EU falling short on fintech regulations

Two key European Union laws—the General Data Protection Regulation (GDPR) and the fifth Anti-Money Laundering Directive (AMLD5)—are hindering the future growth of financial technology (‘fintech’) and blockchain businesses in the region, says a London lawyer specialising in the sector.

GDPR, which focuses on data protection and privacy in the European Union and addresses the transfer of personal data outside the region, came into force in 2018.

AMLD5 came into effect in January this year, when the 28 EU member states reached a deadline to transpose its requirements into their domestic legal systems.

The directive brought cryptocurrencies, virtual asset businesses and e-wallet firms within the scope of anti-money laundering legislation. It includes the obligation for service providers in virtual currencies to perform customer due diligence and to submit suspicious activity reports to law enforcement bodies.

EU regulations like GDPR have binding legal force in every member state, while member states have some discretion on how to transpose directives like AMLD5 into their national laws.

“You have more and more barriers in terms of set-up costs for SMEs”

This element of discretion is now causing problems, according to James Burnie, a partner at London-based law firm Gunner Cooke.

Burnie specialises in advising fintech, blockchain and crypto-asset businesses.

James Burnie

“Different EU countries have taken AMLD5 and are using it as the basis for different systems where you have to be regulated to do crypto,” Burnie told New Money Review.

“Some EU countries have effectively therefore reverse-engineered a licensing regime for crypto-assets into the directive. Germany, for example, has gold-plated the directive and added its own capital adequacy requirements for crypto businesses.”

This extra step creates two problems, according to Burnie.

“First, you have more and more barriers in terms of set-up costs for small and medium-sized enterprises (SMEs),” he said.

“Second, by comparison with EU legislation like the Markets in Financial Instruments Directive (‘MiFID’), which gives you passporting rights—once you’ve gone through the pain of getting a licence in one EU country, you can then operate in any other—AMLD5 was not designed for that and doesn’t work in the same way. You can’t passport.”

The net result of this uneven playing field is that fintech firms are having second thoughts about setting up in the EU, said Burnie.

“I’ve seen people wanting to go into Europe, looking at the costs and then coming back to the UK,” he said.

The imminent end of the transition period for the UK to exit the EU—planned for the end of the year—is also a factor for fintech businesses deciding where to set up their operations, said Burnie.

“Imagine that after Brexit the UK does a trade deal with Australia with regulatory cross-recognition,” Burnie told New Money Review.

“You can then set up an entity in Australia and another in the UK and you’re in both time zones, so you can easily offer a 24-hour service. That might be more appealing in an internet-based company than putting all your eggs in one continent—Europe.”

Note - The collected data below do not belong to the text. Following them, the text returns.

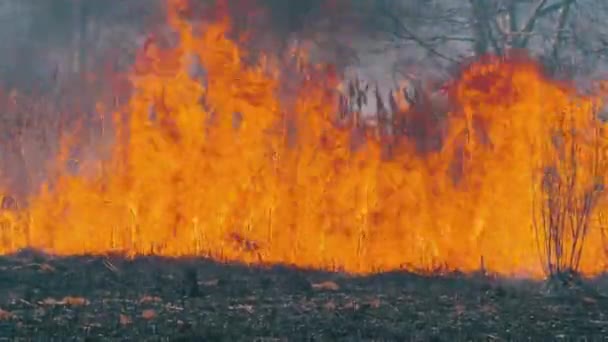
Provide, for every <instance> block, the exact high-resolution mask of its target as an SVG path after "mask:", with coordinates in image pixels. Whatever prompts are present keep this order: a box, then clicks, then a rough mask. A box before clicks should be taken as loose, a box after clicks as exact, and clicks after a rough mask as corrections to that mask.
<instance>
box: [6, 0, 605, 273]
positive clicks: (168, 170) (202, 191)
mask: <svg viewBox="0 0 608 342" xmlns="http://www.w3.org/2000/svg"><path fill="white" fill-rule="evenodd" d="M172 3H179V2H177V1H173V2H172ZM169 22H170V24H171V25H172V26H173V28H174V29H176V31H177V32H178V33H179V36H180V44H179V46H178V47H175V48H171V49H164V50H163V49H160V48H158V47H155V46H154V45H151V46H149V47H148V48H147V49H146V50H145V52H144V53H143V54H142V55H141V56H140V58H139V59H138V62H137V65H136V68H135V69H136V70H137V72H134V73H133V75H132V82H133V86H134V88H135V90H136V91H135V92H134V94H133V95H132V98H131V100H130V103H129V105H128V107H127V108H125V110H123V111H121V112H120V113H116V114H115V116H114V118H115V120H114V123H115V127H116V137H115V138H116V141H115V143H114V149H113V151H112V154H111V156H110V157H109V158H108V159H107V160H103V161H100V162H98V164H95V165H93V166H94V168H93V170H95V172H94V173H93V176H91V175H83V174H78V175H74V174H70V173H69V172H65V170H64V172H61V173H60V175H59V176H58V177H57V178H56V179H53V180H52V183H48V184H46V185H45V186H44V187H43V188H42V190H41V191H40V192H39V193H37V194H35V195H33V196H32V197H31V198H30V199H29V206H28V208H27V209H24V210H22V211H18V212H5V213H3V216H2V220H3V226H2V229H0V252H1V253H10V252H13V251H16V250H18V249H19V248H23V247H26V246H31V247H35V248H42V249H45V250H48V251H51V252H53V253H57V254H60V255H69V254H80V253H106V252H110V251H122V252H126V253H128V254H152V253H154V254H160V255H166V256H182V255H201V256H208V257H213V258H217V259H219V260H236V261H243V262H254V263H256V262H263V263H291V264H296V265H299V266H305V267H315V268H331V269H336V268H338V269H343V270H346V271H350V272H357V273H368V272H374V271H381V270H391V269H397V268H410V269H429V268H434V267H447V268H450V269H460V270H463V271H472V270H475V269H478V268H479V266H480V260H483V262H484V265H485V267H486V268H488V269H490V270H492V271H495V272H498V273H502V274H527V275H531V276H540V275H542V264H541V262H539V245H538V243H537V236H538V234H536V233H535V230H534V227H535V224H537V221H538V216H537V215H538V211H539V209H538V205H539V204H538V203H543V202H542V201H543V195H542V193H543V188H542V186H543V182H542V181H541V180H540V179H541V178H542V176H543V174H545V173H546V172H547V168H549V167H551V166H554V167H556V168H558V169H559V167H558V166H559V165H562V164H563V163H561V164H560V162H559V161H560V160H563V158H564V156H563V153H561V154H560V151H561V150H560V148H559V147H558V145H559V144H558V143H556V140H559V139H561V141H562V144H564V141H566V140H568V139H570V140H577V141H578V142H579V143H578V144H577V145H576V146H577V149H576V150H575V151H573V152H568V153H574V154H576V155H577V156H579V157H580V158H579V160H580V162H579V163H578V164H576V165H575V166H573V167H574V168H576V169H577V170H579V171H580V172H579V179H580V181H579V183H580V184H582V185H581V191H584V189H586V188H584V187H585V186H587V185H589V184H591V182H595V181H596V179H595V178H594V177H597V175H595V174H591V173H590V172H587V171H585V170H588V168H585V165H587V164H585V163H586V161H589V160H590V158H591V157H590V156H591V155H592V154H593V153H594V152H593V151H599V152H602V151H603V145H604V138H603V136H600V135H598V134H603V133H602V132H603V131H602V129H603V124H601V123H599V122H598V121H597V120H596V119H595V118H596V115H595V114H596V112H597V110H596V108H597V105H598V101H597V99H595V98H592V97H584V96H580V95H577V94H576V92H575V91H574V89H572V88H570V87H568V86H565V85H561V84H557V83H556V82H554V81H551V80H549V79H548V78H546V77H544V75H543V74H542V72H541V70H540V69H539V68H538V66H537V65H536V64H535V63H534V62H533V61H531V60H528V59H525V58H519V57H513V58H508V59H500V58H493V57H488V58H486V59H484V60H481V61H478V62H476V63H474V64H472V65H470V66H469V67H467V68H465V69H464V70H463V71H462V74H461V75H460V76H459V78H458V79H457V80H456V81H455V83H454V85H453V86H452V87H451V90H450V91H451V95H452V97H453V102H454V105H453V106H452V108H453V110H452V111H451V112H450V113H449V115H448V117H447V118H446V119H445V122H444V123H443V124H445V127H446V129H445V130H444V132H443V133H442V144H441V148H440V149H437V150H433V151H426V152H420V151H419V150H417V149H416V146H415V144H414V143H413V142H412V141H409V140H403V141H399V142H397V143H396V145H395V150H394V151H393V155H392V158H389V159H387V158H384V155H383V144H384V143H385V142H384V141H382V140H380V139H376V137H375V136H374V135H373V134H366V135H365V140H366V142H365V143H364V144H362V145H361V146H360V147H359V148H358V149H353V148H351V147H352V146H351V145H352V143H353V139H354V137H353V135H352V134H351V132H350V131H348V130H345V129H339V128H337V127H336V126H335V125H333V123H332V122H333V121H332V120H333V117H334V113H335V111H336V108H335V101H333V100H334V98H333V97H332V96H333V95H332V93H331V92H328V89H332V88H333V87H335V86H336V82H335V81H336V80H335V79H332V78H331V77H328V78H326V79H324V80H322V81H321V80H320V79H319V77H308V78H304V79H305V81H303V83H302V84H301V86H300V88H299V90H298V93H297V95H296V96H295V100H293V101H285V100H284V99H282V98H281V96H279V93H280V92H279V90H280V89H281V86H282V84H284V82H286V81H287V77H284V76H283V75H281V73H280V72H279V71H278V70H279V69H278V68H273V64H272V63H270V62H268V61H262V62H261V63H260V64H259V65H258V66H257V67H248V66H245V65H244V64H243V62H242V60H243V57H244V52H243V51H241V50H240V49H239V48H238V46H237V45H236V44H235V43H233V42H232V41H230V40H228V39H227V38H226V37H225V32H226V31H227V30H228V29H229V25H230V23H229V22H228V21H227V20H224V21H220V22H217V23H215V24H212V25H209V26H208V27H206V29H205V31H204V32H203V33H201V34H200V35H197V34H194V32H193V30H192V29H191V27H190V26H189V25H188V24H187V23H185V22H183V21H181V20H180V19H179V18H178V15H177V14H176V12H175V11H171V12H170V15H169ZM192 56H195V57H197V58H199V59H200V61H201V64H202V65H203V66H204V69H205V71H206V75H205V77H204V82H202V81H201V79H200V78H197V77H193V76H192V73H191V72H189V68H190V62H191V57H192ZM313 69H314V68H313ZM315 70H316V72H317V74H322V72H321V71H322V70H320V69H315ZM313 71H314V70H313ZM598 132H599V133H598ZM368 133H369V132H368ZM66 146H68V145H66ZM66 148H67V147H66ZM598 148H601V149H598ZM562 152H563V151H562ZM601 156H602V157H603V155H601ZM64 162H65V158H64V157H63V156H60V158H59V163H58V165H60V166H61V165H63V163H64ZM577 184H578V183H577ZM601 207H602V204H601V203H600V204H598V207H597V208H596V211H595V212H600V211H601ZM593 222H595V221H593ZM589 234H590V237H589V238H588V239H587V240H586V245H585V250H584V255H583V259H582V261H581V268H582V270H583V271H584V272H585V273H588V274H591V273H596V272H599V271H602V270H603V269H604V263H605V260H606V257H605V255H604V252H603V248H602V239H601V237H600V231H599V227H598V226H597V224H594V225H593V226H592V227H591V228H590V229H589Z"/></svg>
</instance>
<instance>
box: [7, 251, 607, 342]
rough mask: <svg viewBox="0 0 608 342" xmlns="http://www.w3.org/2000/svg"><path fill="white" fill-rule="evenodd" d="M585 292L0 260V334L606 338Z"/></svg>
mask: <svg viewBox="0 0 608 342" xmlns="http://www.w3.org/2000/svg"><path fill="white" fill-rule="evenodd" d="M584 282H585V286H586V288H587V290H585V291H575V290H569V289H567V288H566V289H565V290H563V291H555V290H550V291H548V289H551V288H553V287H554V286H552V287H548V286H546V285H547V284H546V283H543V282H532V281H523V280H513V279H498V278H496V277H490V276H487V275H482V274H474V275H463V274H457V273H450V274H437V275H434V276H429V275H427V276H421V275H415V274H410V273H405V272H394V273H384V274H378V275H373V276H365V277H355V276H349V275H346V274H342V273H329V272H319V271H312V270H301V269H296V268H291V267H286V266H273V267H248V266H244V265H234V264H222V263H216V262H212V261H209V260H202V259H196V260H195V259H187V260H186V259H179V260H176V259H165V258H159V257H140V258H136V259H133V260H130V259H125V258H122V257H119V256H105V257H91V256H83V257H69V258H58V257H49V256H46V255H43V254H40V253H36V252H33V251H25V252H22V253H19V254H16V255H12V256H5V257H0V341H9V340H11V341H12V340H19V339H20V338H22V339H23V340H31V339H33V340H48V339H49V338H54V340H62V341H63V340H74V339H75V340H93V341H95V340H132V341H144V340H145V341H155V340H168V341H222V340H224V341H239V340H246V341H251V340H257V341H287V340H289V341H292V340H296V341H299V340H349V341H350V340H355V341H358V340H419V341H432V340H435V341H459V340H479V339H483V340H522V339H528V338H530V339H532V340H546V339H551V340H554V339H558V340H559V339H565V340H569V339H571V338H579V337H588V338H599V337H601V336H608V300H607V299H605V298H604V296H602V293H603V291H604V289H606V290H608V281H606V280H605V279H604V278H596V279H587V280H585V281H584Z"/></svg>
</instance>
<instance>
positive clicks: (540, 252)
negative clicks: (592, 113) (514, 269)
mask: <svg viewBox="0 0 608 342" xmlns="http://www.w3.org/2000/svg"><path fill="white" fill-rule="evenodd" d="M571 121H572V120H570V118H568V117H567V116H565V117H564V118H562V122H561V124H560V125H559V127H558V128H557V129H556V130H555V132H554V133H553V134H554V136H553V141H552V143H551V144H549V147H548V149H547V150H546V152H547V153H548V157H549V161H550V162H549V164H548V165H547V166H545V169H544V173H543V175H542V178H541V179H540V180H538V184H539V186H540V191H539V192H535V198H534V200H535V202H534V203H535V204H536V208H535V209H534V221H533V228H534V232H535V235H536V241H537V243H538V248H539V252H540V253H539V255H540V256H541V259H542V264H543V266H544V269H545V272H546V274H547V275H549V276H550V277H551V278H559V279H561V280H568V278H567V277H568V276H571V275H573V274H576V273H578V270H579V266H580V261H581V256H582V254H583V250H584V244H585V239H586V237H587V234H588V232H589V229H590V226H591V224H592V217H593V215H594V214H595V213H594V209H595V207H596V205H597V203H598V201H599V200H600V198H601V196H602V194H603V190H604V184H603V175H604V174H605V172H606V171H607V169H606V161H605V160H604V158H603V156H602V153H601V150H600V148H601V146H600V144H601V142H600V131H599V125H597V122H593V123H592V124H591V125H592V127H593V129H592V132H591V133H589V132H584V131H583V130H582V129H581V128H580V127H575V126H574V124H573V123H572V122H571ZM594 121H595V120H594Z"/></svg>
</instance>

“GDPR is a complete nightmare for blockchain firms”

Burnie went on to criticise GDPR, which was introduced by EU to beef up consumer rights over the ownership and transfer of data.

“GDPR is a complete nightmare for blockchain firms,” he said.

“It was created pre-blockchain, doesn’t work for some aspects of blockchain, and, although there are some workarounds, it is too onerous and often doesn’t achieve what it set out to do,” he added.

Burnie forecast that the combined effect of AMLD5 and GDPR may well be an entrenchment of the competitive position of the largest companies within the region.

Counterintuitively, despite being the apparent targets of GDPR, the largest internet firms, such as Google and Facebook, have already been cited as the key beneficiaries of the regulation.

“Where certain EU countries have taken too heavy handed an approach to regulating crypto, for example by requiring high levels of capital adequacy, the result is likely to be that smaller businesses will be driven out the market,” Burnie said.

“This could lead the largest firms, such as banks, being the only industry players, as well as stifling smaller businesses.”

According to Burnie, the UK may benefit from increased fintech activity as a result. By one recent estimate, London is already the world’s fintech hub, with investment in start-ups within the sector increasing by 500 percent in the last three years.

“It’s usually the smaller firms doing the more interesting and innovative stuff, and so countries, such as the UK, which focus on taking a proportionate approach to regulation, will benefit as hubs for these firms,” Burnie said.